“Managing Chelsea would be a dream for me, I am not hiding it.”
Gianfranco Zola has set the bar high, given that unlike his glittering playing career, his managerial one has been one to forget.
It has undoubtedly been an underwhelming journey that ended with a miserable spell at Birmingham City last campaign with Zola already resigning in April.
Previous to that, he anything but succeeded at Watford, West Ham, Cagliari and Al Arabi.
I met the now 51-year-old at a golf tournament in London. I felt humbled in the presence of someone who made history in both Italian and English football.
Wearing a blue cap and golfing attire, Zola hasn’t changed much since hanging up his boots in 2005.
“Of course, Chelsea is my favourite team,” he claimed with a proud smile on his face.
“If one day I have the chance to train the Blues, I would be the happiest man in the world.
With 229 appearances, 59 goals, 42 assists and a central role in the winning of six trophies have seen him go down as one of the Chelsea’s greatest ever players.
His free-kicks were art, his work ethic was spot on and his humility one of his greatest assets.
Thus, despite failing as a manager wherever he set foot, Zola himself doesn’t hide being interested in returning to the club in this capacity.
“Managing a club of Chelsea’s magnitude would also mean that I have grown and come a long way as a manager.
“However it’s a job that only great managers will land,” he admits by being well aware that his curriculum vitae could represent a huge hurdle.
Zola a was an unused substitute on that famous 17th July 1994 at Pasadena’s Rose Bowl stadium between Italy and Brazil.
A World Cup trophy was at stake. Two giants of the game faced each other. Both had three World Cup wins to their name at the time. Thus, victory would see Italy lift the first trophy in twelve years, while for Brazil a drought of 24 years without World Cup glory had to end.
Yet, as fate had it, Italy paid the price for three missed penalties by Daniele Massaro, Baresi and Massaro. Zola doesn’t deny that he still dwells on it. 23 years later, the pain is still fresh.

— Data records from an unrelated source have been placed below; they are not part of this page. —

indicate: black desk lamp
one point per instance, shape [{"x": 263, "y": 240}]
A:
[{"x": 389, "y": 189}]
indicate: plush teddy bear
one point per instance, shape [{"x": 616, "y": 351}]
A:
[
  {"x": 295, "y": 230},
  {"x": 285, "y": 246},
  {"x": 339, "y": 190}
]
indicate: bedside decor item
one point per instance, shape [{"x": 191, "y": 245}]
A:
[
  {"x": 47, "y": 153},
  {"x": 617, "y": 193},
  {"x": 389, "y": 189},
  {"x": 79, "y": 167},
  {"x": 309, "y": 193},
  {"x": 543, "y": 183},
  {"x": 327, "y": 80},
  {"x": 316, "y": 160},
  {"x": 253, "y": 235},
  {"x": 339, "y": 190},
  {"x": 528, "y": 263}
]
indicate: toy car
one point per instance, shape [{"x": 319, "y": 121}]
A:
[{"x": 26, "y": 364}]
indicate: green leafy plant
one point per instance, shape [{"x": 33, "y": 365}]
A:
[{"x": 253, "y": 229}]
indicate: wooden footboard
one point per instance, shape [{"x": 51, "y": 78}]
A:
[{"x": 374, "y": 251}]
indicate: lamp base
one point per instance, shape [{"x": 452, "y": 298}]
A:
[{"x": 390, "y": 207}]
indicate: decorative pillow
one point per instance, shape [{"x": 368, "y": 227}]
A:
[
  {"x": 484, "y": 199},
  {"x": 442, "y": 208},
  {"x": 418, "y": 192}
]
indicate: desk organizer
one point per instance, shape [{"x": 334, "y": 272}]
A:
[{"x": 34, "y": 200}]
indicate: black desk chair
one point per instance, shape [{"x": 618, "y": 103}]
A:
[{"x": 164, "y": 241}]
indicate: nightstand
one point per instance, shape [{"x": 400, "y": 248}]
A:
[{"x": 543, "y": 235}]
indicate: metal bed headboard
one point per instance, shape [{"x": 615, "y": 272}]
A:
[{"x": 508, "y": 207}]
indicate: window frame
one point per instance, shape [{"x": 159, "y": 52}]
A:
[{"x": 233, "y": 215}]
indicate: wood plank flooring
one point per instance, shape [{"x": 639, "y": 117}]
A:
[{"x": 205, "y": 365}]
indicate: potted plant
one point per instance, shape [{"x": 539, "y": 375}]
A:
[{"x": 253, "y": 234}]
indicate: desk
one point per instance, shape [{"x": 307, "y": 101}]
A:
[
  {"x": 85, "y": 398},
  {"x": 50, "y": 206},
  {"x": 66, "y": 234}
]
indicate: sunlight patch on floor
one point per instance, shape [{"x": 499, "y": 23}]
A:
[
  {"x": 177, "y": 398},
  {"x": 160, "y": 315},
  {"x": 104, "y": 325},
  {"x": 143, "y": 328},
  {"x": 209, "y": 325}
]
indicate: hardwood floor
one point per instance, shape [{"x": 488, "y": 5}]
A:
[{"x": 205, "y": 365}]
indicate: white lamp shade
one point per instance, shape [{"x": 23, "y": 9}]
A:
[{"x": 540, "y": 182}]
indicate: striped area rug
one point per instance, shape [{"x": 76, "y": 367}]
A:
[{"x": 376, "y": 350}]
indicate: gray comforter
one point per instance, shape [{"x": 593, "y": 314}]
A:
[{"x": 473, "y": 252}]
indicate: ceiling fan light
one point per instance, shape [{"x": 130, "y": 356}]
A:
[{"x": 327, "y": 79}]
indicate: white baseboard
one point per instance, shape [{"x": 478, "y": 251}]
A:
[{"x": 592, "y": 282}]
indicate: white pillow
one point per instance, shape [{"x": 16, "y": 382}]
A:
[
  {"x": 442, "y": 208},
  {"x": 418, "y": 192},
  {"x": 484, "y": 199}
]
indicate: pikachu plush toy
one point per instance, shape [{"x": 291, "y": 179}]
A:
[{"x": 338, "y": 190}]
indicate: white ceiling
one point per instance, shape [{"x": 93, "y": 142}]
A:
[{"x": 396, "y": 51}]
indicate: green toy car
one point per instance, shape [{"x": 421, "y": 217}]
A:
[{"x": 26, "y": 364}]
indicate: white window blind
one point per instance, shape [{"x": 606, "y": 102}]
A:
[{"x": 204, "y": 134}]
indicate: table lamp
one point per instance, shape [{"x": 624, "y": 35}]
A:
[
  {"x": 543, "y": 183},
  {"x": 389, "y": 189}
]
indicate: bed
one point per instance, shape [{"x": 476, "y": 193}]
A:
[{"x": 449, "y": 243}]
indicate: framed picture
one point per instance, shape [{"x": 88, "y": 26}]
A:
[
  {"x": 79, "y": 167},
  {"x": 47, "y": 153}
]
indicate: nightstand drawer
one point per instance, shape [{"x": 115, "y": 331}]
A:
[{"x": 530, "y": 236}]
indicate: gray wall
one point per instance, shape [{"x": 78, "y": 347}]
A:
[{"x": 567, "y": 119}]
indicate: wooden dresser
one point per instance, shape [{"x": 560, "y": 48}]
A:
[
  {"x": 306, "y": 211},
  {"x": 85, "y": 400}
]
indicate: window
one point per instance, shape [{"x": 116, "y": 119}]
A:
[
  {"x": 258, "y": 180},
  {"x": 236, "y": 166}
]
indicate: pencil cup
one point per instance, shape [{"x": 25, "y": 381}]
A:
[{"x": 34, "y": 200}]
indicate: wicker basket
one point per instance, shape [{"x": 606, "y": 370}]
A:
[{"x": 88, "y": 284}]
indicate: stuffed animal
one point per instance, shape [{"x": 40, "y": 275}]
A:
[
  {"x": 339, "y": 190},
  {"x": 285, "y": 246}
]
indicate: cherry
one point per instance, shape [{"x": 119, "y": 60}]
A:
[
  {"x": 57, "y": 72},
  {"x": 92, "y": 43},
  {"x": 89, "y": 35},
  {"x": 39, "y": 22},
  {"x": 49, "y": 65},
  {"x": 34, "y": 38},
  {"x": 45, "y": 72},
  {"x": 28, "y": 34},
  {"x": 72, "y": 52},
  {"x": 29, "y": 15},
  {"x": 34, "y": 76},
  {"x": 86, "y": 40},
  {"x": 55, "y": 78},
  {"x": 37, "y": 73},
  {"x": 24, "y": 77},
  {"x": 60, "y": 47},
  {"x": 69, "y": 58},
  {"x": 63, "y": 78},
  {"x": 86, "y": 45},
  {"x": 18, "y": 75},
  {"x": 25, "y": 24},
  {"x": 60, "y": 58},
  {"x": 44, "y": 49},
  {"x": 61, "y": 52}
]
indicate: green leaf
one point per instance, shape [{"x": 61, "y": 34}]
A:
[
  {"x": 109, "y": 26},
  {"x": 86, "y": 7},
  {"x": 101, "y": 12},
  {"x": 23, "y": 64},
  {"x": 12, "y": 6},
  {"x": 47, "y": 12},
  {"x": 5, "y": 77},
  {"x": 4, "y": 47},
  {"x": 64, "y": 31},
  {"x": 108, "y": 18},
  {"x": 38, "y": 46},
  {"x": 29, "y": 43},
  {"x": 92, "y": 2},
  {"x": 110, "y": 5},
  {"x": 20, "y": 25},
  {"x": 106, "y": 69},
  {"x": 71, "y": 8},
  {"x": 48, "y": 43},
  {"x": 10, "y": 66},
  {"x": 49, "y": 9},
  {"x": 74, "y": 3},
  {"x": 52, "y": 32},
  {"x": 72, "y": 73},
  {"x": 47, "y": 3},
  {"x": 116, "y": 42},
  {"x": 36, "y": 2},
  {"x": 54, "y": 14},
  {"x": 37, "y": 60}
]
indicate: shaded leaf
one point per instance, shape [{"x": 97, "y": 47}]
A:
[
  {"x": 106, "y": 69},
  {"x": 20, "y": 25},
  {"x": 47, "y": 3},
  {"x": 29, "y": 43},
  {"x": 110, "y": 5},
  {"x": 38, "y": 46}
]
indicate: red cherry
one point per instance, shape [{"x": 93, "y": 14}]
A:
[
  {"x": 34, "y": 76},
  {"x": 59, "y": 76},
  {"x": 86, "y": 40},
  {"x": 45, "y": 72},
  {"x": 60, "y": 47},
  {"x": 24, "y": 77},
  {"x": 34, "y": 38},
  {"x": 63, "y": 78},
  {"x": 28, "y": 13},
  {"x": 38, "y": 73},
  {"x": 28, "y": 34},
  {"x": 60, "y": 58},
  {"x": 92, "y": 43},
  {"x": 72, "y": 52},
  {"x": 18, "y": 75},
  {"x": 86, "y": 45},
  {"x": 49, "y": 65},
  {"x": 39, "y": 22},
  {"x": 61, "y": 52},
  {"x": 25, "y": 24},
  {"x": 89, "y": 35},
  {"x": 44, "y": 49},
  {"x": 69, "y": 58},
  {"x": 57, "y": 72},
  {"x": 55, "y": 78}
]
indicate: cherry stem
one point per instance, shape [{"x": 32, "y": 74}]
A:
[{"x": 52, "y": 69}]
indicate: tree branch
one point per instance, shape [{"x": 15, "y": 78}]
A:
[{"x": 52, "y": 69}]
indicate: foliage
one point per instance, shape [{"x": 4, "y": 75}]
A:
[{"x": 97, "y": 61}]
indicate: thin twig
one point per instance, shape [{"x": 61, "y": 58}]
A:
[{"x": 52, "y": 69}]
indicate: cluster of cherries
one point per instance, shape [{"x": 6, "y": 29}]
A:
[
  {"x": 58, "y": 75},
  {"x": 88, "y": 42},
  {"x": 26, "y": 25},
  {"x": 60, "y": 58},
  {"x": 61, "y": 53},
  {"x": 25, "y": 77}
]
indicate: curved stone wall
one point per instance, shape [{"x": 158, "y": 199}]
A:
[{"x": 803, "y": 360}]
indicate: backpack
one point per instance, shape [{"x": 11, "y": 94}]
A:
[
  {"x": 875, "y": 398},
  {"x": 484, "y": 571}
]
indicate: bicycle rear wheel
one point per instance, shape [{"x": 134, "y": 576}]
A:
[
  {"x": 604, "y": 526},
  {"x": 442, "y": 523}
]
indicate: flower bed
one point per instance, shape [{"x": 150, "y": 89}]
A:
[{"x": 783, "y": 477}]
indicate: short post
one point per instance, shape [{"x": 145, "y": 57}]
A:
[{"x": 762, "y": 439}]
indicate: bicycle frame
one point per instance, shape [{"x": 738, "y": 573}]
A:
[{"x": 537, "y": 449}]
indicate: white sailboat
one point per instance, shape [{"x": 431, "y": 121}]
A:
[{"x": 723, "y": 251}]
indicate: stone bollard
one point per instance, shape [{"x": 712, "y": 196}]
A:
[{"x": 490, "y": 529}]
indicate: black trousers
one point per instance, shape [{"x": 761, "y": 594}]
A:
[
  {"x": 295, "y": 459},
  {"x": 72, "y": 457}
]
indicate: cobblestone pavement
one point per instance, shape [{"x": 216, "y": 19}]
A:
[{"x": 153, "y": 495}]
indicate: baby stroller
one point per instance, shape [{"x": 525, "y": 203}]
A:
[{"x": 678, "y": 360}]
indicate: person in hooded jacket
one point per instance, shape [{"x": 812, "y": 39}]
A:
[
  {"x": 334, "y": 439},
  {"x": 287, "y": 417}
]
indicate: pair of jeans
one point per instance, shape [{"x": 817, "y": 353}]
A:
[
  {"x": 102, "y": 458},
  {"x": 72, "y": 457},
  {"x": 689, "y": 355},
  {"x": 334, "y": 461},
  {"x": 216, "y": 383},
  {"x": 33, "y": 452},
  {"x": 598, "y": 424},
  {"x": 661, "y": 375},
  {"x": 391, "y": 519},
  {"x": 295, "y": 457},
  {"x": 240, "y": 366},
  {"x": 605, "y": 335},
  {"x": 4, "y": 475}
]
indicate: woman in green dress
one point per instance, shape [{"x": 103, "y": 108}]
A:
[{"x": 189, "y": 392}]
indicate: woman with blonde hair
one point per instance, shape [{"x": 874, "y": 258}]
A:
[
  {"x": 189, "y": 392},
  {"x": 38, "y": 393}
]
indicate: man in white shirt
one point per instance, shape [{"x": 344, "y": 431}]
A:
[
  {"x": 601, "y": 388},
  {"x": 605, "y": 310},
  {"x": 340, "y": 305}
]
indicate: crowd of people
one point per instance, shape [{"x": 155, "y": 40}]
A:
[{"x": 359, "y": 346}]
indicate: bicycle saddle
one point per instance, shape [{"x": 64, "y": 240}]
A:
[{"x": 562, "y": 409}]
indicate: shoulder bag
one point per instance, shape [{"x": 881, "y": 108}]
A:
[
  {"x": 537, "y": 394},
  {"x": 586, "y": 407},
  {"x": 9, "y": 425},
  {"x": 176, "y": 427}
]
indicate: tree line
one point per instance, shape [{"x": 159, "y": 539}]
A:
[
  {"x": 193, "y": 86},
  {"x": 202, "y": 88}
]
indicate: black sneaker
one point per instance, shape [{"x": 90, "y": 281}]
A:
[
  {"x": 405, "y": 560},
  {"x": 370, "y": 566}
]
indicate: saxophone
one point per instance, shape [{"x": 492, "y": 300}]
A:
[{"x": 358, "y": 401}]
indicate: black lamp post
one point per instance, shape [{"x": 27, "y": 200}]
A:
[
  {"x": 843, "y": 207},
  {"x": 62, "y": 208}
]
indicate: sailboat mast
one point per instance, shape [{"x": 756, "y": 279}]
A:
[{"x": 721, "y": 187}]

“We were much better than Brazil,” he recalls.
“The day it went it will always remain a little regret, I am not hiding it.
“But at the same time it will always remain one of the most exciting footballing adventures of my entire career. Despite losing.
“Tiredness was one of the reasons for our defeat as we had many players dealing with cramps throughout the match.
“In addition, it was very difficult to play the final in those circumstances. The hot temperatures made it tough for us.
“And we should have won,” he insists.
But what is happening to Italian football now? The national team failed to book a ticket for Russia 2018 for the first time in 59 years, while regularly the league’s most talented players leave for the Premier League or La Liga these days.
He himself did it in 1996 but back then, leaving Serie A was a step back – regardless of where you ended up.
“To be honest with you, I still think that the standards of Serie A are high.
“This year for instance, the league has become much more competitive.
“But I don’t deny that at this moment in time there are leagues which are stronger.
“The Premier League for instance – and La Liga.”